Le cas Gentile
de François Taillandier

critiqué par Domenico, le 1 mars 2008
(Québec - 46 ans)


La note:  étoiles
Les apparences trompeuses
Toute une partie de la tradition romanesque repose sur le mépris de la forme. Dit-on. Pantagruel, Don Quichotte, L’Éducation sentimentale, L’Homme sans qualités sont toutes des œuvres qui n’ont en commun que cela : une certaine indifférence envers la forme. Tout échappe à la narration, rien ne communique. Il y a une constante dénégation du texte, une distance qui porte le lecteur à croire, à se rendre compte que l’histoire qui devait être racontée n’a pas été racontée. Mais depuis Gadda, Gombrowicz et Bernhard, une certaine littérature s’effectue précisément contre toute forme, en faisant éclater les nœuds et les points de jonction d’un art alors en pleine mutation, soit le roman.

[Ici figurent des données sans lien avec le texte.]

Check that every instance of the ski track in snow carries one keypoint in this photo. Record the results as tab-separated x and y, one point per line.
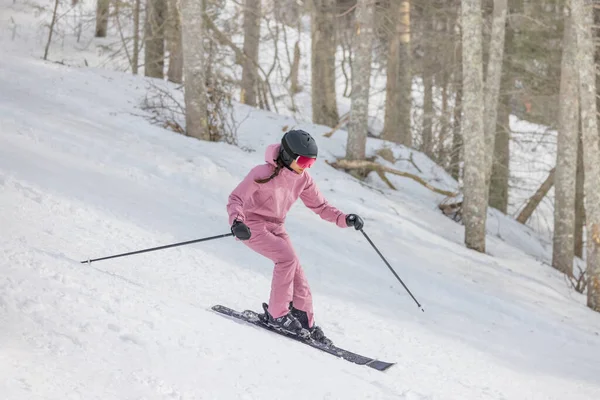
82	175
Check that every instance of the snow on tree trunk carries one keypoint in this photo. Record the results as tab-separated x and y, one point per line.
582	16
492	84
196	102
475	196
398	84
566	155
361	76
323	45
251	42
102	9
175	73
154	54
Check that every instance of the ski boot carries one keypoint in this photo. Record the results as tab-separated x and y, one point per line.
287	323
316	333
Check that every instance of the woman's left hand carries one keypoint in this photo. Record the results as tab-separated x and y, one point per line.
355	221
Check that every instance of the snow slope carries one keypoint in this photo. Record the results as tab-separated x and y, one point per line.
82	175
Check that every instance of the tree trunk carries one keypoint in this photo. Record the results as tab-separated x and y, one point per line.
579	206
323	48
498	194
51	30
582	14
251	41
154	60
566	156
457	142
492	85
196	101
102	9
475	196
175	72
398	102
361	76
135	59
537	198
295	69
427	130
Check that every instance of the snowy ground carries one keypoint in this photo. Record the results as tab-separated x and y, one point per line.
83	175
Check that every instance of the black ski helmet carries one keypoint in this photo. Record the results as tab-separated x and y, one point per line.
297	143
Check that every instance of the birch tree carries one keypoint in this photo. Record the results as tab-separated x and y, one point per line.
154	28
102	9
475	197
175	72
582	17
492	85
136	37
566	155
196	118
251	45
323	46
361	76
397	126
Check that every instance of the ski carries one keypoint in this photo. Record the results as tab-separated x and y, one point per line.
253	318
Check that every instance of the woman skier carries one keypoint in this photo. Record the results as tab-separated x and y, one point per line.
257	208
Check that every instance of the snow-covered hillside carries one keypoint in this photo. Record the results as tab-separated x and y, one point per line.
82	175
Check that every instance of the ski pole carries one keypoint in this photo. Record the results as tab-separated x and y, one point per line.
159	248
391	269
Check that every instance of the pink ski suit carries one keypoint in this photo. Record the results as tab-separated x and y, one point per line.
263	208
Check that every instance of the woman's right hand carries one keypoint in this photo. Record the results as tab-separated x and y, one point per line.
240	230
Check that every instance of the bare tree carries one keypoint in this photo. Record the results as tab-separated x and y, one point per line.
475	197
361	76
582	14
566	155
251	43
492	85
102	8
195	95
323	46
579	206
534	201
156	14
397	126
175	72
135	59
51	28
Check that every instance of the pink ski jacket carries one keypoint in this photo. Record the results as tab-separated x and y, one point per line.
252	202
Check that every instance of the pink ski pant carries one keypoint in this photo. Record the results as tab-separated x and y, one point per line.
289	282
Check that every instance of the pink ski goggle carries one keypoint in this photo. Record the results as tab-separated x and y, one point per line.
305	162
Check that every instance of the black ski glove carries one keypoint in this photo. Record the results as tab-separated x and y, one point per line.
355	221
240	230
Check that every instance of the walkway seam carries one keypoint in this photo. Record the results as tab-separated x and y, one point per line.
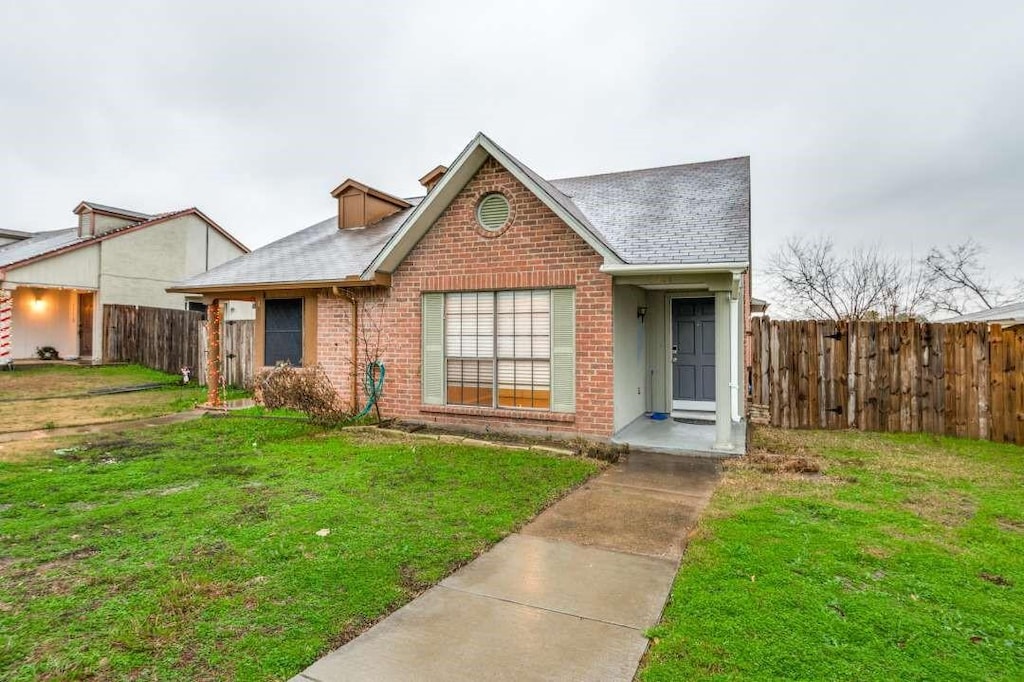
540	608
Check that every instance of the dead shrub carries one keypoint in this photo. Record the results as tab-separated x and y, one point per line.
772	463
604	452
306	389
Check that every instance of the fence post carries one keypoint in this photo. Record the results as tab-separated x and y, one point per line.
213	325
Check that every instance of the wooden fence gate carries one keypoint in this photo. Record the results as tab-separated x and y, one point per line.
167	340
965	380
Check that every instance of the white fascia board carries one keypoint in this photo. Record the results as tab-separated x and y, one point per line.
735	267
592	240
442	192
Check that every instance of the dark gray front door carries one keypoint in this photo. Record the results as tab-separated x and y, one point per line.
693	349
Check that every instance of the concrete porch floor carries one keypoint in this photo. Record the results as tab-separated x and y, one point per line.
674	437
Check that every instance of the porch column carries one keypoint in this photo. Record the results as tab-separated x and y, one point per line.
723	368
6	323
214	315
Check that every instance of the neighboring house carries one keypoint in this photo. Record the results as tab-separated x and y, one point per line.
511	301
53	285
1005	315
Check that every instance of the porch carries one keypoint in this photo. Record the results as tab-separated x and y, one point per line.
676	437
35	316
678	349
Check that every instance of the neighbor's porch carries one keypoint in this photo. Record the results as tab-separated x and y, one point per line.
35	316
679	359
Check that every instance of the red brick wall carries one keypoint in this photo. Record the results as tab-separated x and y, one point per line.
537	250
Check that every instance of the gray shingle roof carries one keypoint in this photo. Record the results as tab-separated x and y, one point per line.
318	253
687	214
693	213
38	245
120	211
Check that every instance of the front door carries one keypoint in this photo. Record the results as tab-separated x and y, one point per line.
85	325
693	353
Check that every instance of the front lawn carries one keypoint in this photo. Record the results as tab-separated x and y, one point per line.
903	559
230	548
36	396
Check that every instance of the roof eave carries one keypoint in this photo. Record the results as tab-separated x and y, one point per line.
735	267
381	280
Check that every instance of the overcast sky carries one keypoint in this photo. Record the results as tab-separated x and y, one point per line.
896	122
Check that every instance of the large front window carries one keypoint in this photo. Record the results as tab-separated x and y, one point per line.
498	348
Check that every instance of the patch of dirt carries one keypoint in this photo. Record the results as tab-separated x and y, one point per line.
995	580
878	552
948	509
766	462
1014	525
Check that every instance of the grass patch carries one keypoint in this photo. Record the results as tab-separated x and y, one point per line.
193	551
41	381
48	396
866	556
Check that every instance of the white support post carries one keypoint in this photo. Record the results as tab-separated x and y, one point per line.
6	324
723	370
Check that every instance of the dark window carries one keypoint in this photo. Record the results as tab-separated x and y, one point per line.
283	339
198	306
512	328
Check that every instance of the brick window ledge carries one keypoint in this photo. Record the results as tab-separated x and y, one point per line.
500	413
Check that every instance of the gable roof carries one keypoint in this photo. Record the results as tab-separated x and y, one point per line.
1012	312
53	243
37	245
112	210
686	214
462	170
691	215
14	235
321	253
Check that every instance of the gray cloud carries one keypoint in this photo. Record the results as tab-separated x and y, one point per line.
901	123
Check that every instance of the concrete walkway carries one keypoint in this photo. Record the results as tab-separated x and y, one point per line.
567	598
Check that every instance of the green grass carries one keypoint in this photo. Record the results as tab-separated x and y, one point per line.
192	551
39	381
902	560
37	396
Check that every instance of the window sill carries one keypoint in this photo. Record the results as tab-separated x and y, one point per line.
500	413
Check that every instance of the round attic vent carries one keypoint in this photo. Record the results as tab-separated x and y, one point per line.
493	212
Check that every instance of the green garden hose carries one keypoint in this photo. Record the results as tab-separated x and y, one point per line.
373	384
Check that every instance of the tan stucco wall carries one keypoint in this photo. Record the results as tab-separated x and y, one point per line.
52	323
137	267
75	268
104	223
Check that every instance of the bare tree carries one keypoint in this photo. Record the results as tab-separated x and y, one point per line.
957	279
813	280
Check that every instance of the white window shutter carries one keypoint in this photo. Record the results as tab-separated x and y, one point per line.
432	378
563	350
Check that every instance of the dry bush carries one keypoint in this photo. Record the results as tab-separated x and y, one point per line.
305	389
772	463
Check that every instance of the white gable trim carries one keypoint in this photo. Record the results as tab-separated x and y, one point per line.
462	170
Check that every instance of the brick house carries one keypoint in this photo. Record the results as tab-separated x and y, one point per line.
502	300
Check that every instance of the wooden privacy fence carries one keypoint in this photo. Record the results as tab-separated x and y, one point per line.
964	380
167	340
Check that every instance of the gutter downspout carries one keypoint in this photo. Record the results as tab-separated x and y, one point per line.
355	344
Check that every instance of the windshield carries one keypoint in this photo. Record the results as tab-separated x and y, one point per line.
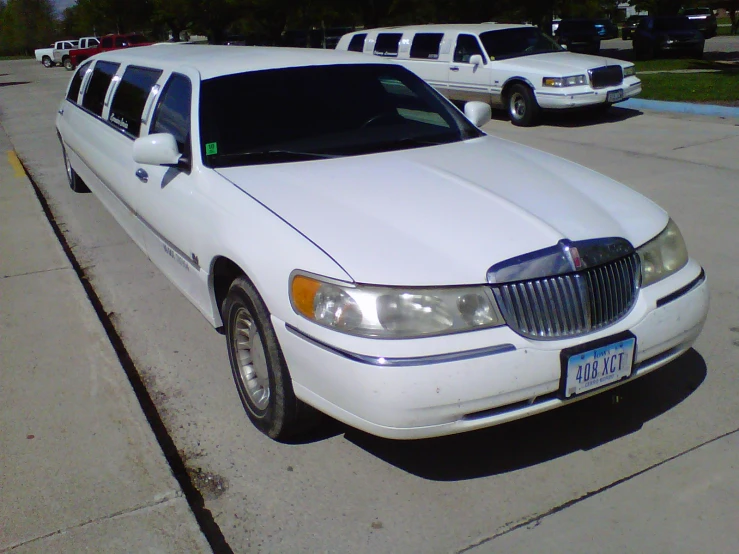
673	24
521	41
304	113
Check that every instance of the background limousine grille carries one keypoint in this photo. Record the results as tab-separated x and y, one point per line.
570	305
608	76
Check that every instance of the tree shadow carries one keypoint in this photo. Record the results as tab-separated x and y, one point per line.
583	425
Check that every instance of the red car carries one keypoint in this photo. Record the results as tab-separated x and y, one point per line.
107	43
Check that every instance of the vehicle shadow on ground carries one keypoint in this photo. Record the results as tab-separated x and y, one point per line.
544	437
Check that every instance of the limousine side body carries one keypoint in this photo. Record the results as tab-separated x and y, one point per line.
383	267
515	67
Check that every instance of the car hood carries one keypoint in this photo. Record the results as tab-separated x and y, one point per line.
445	214
556	64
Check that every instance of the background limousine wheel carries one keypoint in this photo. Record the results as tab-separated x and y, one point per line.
75	183
522	106
258	366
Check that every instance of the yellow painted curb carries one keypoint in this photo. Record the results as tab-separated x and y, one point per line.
16	164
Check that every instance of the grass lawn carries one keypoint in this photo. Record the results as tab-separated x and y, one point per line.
711	88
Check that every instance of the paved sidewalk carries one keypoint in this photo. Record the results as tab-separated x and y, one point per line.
80	469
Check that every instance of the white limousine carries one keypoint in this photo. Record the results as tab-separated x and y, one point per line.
516	67
367	251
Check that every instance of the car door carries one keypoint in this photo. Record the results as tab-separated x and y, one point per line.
167	202
468	81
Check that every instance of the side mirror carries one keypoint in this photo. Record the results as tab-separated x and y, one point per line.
476	59
479	113
156	149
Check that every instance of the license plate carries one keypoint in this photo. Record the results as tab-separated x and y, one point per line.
599	367
615	95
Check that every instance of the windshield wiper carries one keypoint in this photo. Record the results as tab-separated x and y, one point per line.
268	156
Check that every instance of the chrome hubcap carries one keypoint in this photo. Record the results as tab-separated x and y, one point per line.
518	105
251	359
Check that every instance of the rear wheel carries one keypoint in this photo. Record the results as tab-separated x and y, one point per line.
75	183
258	366
522	106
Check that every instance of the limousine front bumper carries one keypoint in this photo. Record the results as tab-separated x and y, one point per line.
507	377
581	97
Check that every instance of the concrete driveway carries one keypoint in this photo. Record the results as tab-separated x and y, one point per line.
345	491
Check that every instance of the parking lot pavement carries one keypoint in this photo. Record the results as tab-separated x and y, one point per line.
80	470
344	491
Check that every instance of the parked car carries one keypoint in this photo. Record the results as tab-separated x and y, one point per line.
630	25
704	19
579	35
659	35
47	56
606	28
367	250
515	67
106	44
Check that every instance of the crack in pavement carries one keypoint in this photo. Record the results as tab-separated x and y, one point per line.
536	519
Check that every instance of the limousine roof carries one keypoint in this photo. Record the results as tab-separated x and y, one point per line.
214	61
445	28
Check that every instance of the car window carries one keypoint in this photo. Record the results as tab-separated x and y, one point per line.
425	46
521	41
356	44
387	44
467	46
130	98
249	118
95	94
76	83
173	112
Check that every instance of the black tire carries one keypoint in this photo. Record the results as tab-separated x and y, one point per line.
75	183
257	363
523	110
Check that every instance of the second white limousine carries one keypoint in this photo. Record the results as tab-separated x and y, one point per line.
366	248
516	67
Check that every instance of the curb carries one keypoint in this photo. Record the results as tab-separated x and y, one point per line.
679	107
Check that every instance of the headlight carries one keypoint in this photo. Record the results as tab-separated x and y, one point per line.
663	255
393	312
559	82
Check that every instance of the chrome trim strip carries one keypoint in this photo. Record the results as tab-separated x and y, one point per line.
404	362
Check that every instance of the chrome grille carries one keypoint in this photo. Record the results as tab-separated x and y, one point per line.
572	304
608	76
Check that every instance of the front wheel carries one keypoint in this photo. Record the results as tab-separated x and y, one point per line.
258	366
522	106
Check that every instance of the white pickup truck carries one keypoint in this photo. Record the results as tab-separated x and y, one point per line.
58	53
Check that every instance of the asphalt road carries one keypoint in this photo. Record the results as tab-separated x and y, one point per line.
345	491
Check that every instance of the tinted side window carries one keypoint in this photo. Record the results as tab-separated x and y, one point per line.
98	87
387	44
426	46
357	42
74	86
130	97
173	112
467	46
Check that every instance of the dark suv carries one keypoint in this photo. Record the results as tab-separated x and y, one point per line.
658	35
579	35
704	20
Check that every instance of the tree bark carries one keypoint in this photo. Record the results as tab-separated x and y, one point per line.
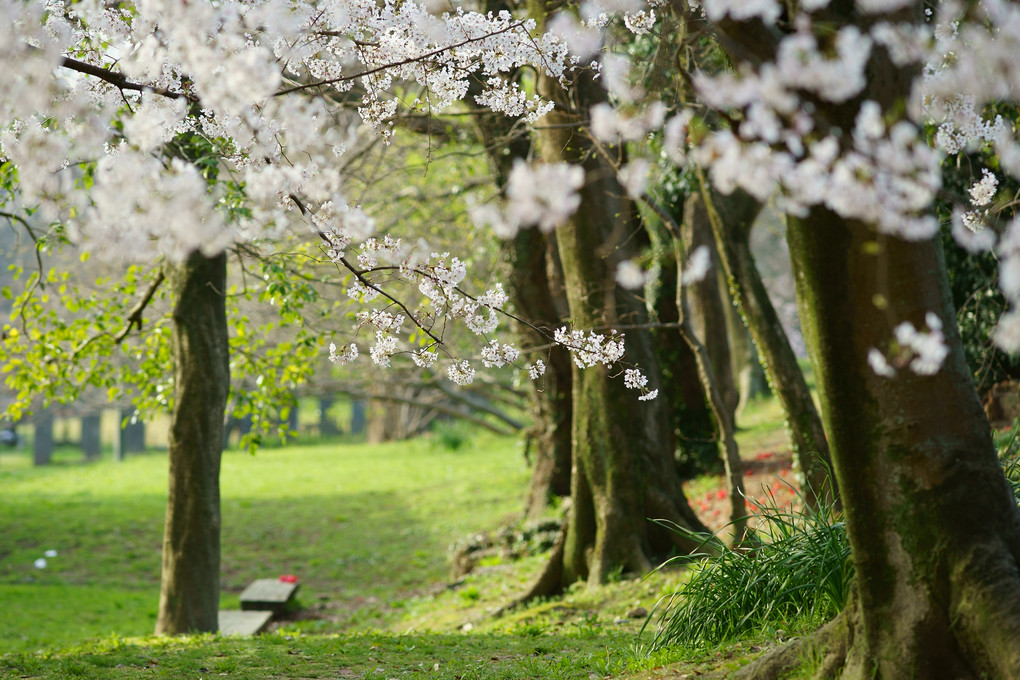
706	301
694	428
623	469
933	525
731	219
189	598
531	294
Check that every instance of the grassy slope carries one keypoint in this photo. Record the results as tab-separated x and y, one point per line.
350	522
365	528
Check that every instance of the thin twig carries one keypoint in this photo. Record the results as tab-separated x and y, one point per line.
120	81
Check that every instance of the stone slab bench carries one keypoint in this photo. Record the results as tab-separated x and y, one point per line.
235	622
267	594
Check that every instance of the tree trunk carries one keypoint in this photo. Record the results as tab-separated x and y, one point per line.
731	218
622	449
530	293
697	446
706	300
932	523
749	375
723	419
189	597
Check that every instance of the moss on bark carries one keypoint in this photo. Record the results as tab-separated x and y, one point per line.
189	597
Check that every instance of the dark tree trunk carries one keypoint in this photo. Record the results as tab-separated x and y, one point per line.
697	446
706	300
42	443
731	218
189	597
91	439
531	295
622	449
932	522
933	525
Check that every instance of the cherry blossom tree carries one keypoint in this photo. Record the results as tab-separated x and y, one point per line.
824	111
98	124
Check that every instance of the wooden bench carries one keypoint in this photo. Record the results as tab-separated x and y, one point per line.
260	602
236	622
267	594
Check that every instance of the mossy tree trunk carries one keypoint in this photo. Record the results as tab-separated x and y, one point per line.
931	520
527	259
706	302
622	471
189	597
694	428
731	218
933	525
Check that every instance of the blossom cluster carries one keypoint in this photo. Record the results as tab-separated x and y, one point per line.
922	351
265	83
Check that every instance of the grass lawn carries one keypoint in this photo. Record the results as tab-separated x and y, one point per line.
367	531
355	523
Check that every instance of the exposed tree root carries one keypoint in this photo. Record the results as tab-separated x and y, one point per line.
825	649
549	582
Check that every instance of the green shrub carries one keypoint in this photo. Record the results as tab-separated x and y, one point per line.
800	570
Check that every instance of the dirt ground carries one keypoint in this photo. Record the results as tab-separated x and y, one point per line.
768	479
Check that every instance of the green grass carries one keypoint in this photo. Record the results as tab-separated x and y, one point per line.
367	531
355	523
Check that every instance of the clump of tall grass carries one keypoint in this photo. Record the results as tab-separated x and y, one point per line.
800	568
1009	456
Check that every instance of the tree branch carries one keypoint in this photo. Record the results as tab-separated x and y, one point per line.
120	81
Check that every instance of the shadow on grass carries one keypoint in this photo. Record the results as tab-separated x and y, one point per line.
453	657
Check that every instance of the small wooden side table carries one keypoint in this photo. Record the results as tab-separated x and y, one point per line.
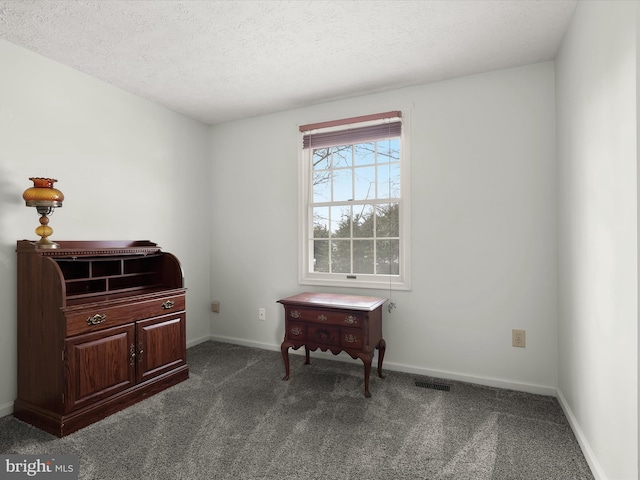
337	323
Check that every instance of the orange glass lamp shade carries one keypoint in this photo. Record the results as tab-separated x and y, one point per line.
45	198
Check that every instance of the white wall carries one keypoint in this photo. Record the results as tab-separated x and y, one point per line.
128	168
598	242
484	227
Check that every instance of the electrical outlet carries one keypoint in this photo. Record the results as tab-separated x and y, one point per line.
518	338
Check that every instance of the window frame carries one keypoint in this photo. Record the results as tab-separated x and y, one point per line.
306	275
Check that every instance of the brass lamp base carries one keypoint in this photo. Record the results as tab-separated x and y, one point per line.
45	231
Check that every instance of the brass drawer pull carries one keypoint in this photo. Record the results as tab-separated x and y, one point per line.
168	304
350	319
132	355
97	319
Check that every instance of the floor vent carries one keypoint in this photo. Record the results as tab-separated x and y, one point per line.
433	385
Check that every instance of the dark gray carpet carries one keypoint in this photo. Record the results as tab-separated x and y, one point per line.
236	419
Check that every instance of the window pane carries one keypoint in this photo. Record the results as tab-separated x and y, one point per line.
388	257
321	256
389	180
321	222
342	186
342	156
341	256
365	183
341	222
321	159
322	186
363	221
388	220
389	150
363	256
364	154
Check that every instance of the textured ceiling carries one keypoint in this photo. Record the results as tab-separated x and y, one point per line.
218	61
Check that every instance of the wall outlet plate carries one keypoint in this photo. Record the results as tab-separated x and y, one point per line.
518	338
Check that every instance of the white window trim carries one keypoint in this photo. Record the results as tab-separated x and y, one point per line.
378	282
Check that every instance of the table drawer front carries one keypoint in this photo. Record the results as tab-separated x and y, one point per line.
351	338
95	318
324	335
326	317
296	331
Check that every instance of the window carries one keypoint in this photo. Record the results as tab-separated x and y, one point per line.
354	203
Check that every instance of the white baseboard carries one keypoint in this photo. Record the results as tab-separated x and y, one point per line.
194	342
398	367
6	409
596	470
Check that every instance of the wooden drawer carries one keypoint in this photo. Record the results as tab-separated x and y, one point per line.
351	338
324	335
296	331
326	317
95	316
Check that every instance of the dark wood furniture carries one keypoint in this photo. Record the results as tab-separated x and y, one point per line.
101	325
334	322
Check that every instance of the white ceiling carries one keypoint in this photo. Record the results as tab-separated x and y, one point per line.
218	60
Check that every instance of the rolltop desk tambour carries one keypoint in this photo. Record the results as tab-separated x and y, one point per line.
334	322
101	326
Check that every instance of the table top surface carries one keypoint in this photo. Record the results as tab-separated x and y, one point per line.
334	300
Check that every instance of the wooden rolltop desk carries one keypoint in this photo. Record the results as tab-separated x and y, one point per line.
101	326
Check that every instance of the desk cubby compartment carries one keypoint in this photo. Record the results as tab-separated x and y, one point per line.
73	269
132	282
77	288
106	268
148	264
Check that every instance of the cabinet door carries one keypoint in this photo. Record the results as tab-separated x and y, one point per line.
161	345
99	364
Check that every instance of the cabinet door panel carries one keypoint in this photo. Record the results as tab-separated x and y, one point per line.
161	345
99	364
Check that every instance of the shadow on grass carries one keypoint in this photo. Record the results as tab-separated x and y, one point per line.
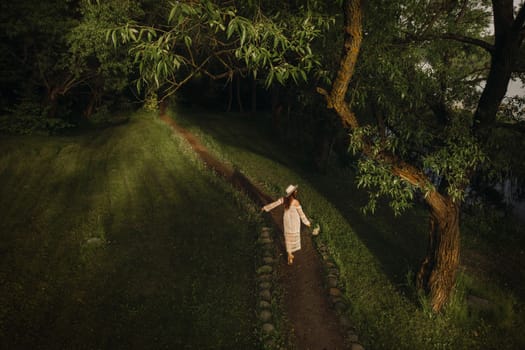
398	243
119	242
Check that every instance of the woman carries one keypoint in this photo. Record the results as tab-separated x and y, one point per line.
293	215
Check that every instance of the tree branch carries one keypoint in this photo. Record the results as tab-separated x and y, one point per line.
464	39
519	21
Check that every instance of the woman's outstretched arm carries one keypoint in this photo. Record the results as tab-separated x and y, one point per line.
273	205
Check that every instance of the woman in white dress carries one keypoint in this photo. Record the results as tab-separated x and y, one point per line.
293	215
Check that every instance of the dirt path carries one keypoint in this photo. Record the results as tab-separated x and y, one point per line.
313	323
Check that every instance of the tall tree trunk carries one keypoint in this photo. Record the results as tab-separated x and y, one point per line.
438	271
239	97
230	96
254	95
52	102
508	33
437	275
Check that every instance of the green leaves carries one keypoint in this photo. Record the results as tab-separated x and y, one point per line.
379	179
213	39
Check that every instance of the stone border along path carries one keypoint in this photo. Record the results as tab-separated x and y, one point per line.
315	303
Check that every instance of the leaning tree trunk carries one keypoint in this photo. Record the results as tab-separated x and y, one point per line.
437	274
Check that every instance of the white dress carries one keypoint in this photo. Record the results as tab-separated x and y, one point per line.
292	224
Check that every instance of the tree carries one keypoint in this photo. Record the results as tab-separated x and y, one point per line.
222	40
424	129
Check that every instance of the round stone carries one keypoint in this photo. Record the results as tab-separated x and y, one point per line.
265	316
331	281
263	304
264	278
356	346
352	338
329	264
344	321
333	271
264	269
335	292
265	234
268	328
340	307
265	295
265	285
268	260
267	253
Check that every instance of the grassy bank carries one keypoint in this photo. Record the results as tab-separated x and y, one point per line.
377	254
120	239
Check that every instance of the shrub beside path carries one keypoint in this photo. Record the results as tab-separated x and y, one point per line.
313	323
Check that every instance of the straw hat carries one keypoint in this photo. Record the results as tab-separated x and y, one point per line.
291	189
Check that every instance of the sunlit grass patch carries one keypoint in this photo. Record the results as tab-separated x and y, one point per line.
375	253
120	238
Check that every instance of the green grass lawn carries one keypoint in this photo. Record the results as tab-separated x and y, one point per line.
120	239
377	254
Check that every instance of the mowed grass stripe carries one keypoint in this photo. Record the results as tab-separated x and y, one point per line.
121	239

L’un des grands témoins, aujourd’hui, de cette mutation est François Taillandier. Avec des romans comme Anielka et Des hommes qui s’éloignent, Taillandier confirme le point de rupture, la transition qui s’achève, parce que quelque chose va mourir et que d’autres vont venir. L’épuisement de la forme est consommé, les « réformes structurelles » tiennent toujours après plus de 500 ans d’acharnement sur un art qui n’a jamais vraiment su naître, ni non plus s’éteindre. Ce point de scission n’est remarquable, toutefois, que si l’on se trouve après, que si l’on se retourne et regarde cette comète qui s’effrite en tombant au sol.

La première lecture m’avait laissé pantelant. La seconde me fascinait irrémédiablement, tant et si bien que j’ai dû lire et relire inlassablement les chapitres, dans l’ordre, le désordre, au goût du jour ou selon le besoin. Car besoin il y a. Depuis Des hommes qui s’éloignent, ensuite Anielka, peu d’auteurs contemporains m’avaient autant marqué, laissant des traces indélébiles au fond de ma conscience. Mais mon attention se porte plus précisément sur l’une de ses œuvres les plus récentes : Le Cas Gentile, subtil roman de Taillandier. Roman, direz-vous? Romancier, Taillandier? En effet, nul n’a su mieux que lui affronter l’infinie déliquescence d’un art qui se veut malgré tout chevronné, mature en tous points. Mais que se passe-t-il dans la tête de ces personnages? Et surtout, que se passe-t-il dans la tête de ce romancier? En quoi un roman construit sur un amas de questions peut-il arriver à ses fins?

Le plaisir de lire une œuvre se poursuit souvent bien au-delà, à travers les œuvres qui constituent l’univers intérieur du lecteur. Lorsque j’ai débuté la lecture de ce roman, l’abondance de références, de noms, de testaments respectés et honorés (pour reprendre la formule de Kundera) ne cessaient d’affluer en mon esprit, ne sachant plus ce que l’auteur y mettait, plutôt que ce que moi, lecteur, apportais à l’écho sans fin de ce roman. Avec des titres de chapitre comme : Où l’on apprend qui est la comète Aspasie; Ce que faisait le capitaine Gentile à l’abri de son congé exceptionnel, il y a encore là-dessous des échos de temps anciens, qui rappellent, dans toute leur simplicité, les titres de chapitres des œuvres de Musil ou de Cervantès. Tout là-bas, de l’autre côté de cet horizon qui ne sera bientôt plus le nôtre, se terre le dernier des chevaliers, celui à la triste figure. Depuis ce village de la Manche dont le narrateur ne veut pas se souvenir du nom, interfère alors les premiers mots de l’œuvre de Taillandier :

La ville où se passe ce roman n’est pas la métropole piémontaise, la relique dont il est question n’est pas le « Saint Suaire de Turin », et le capitaine Gentile n’est pas le vigile del fuoco qui l’arracha aux flammes en 1997.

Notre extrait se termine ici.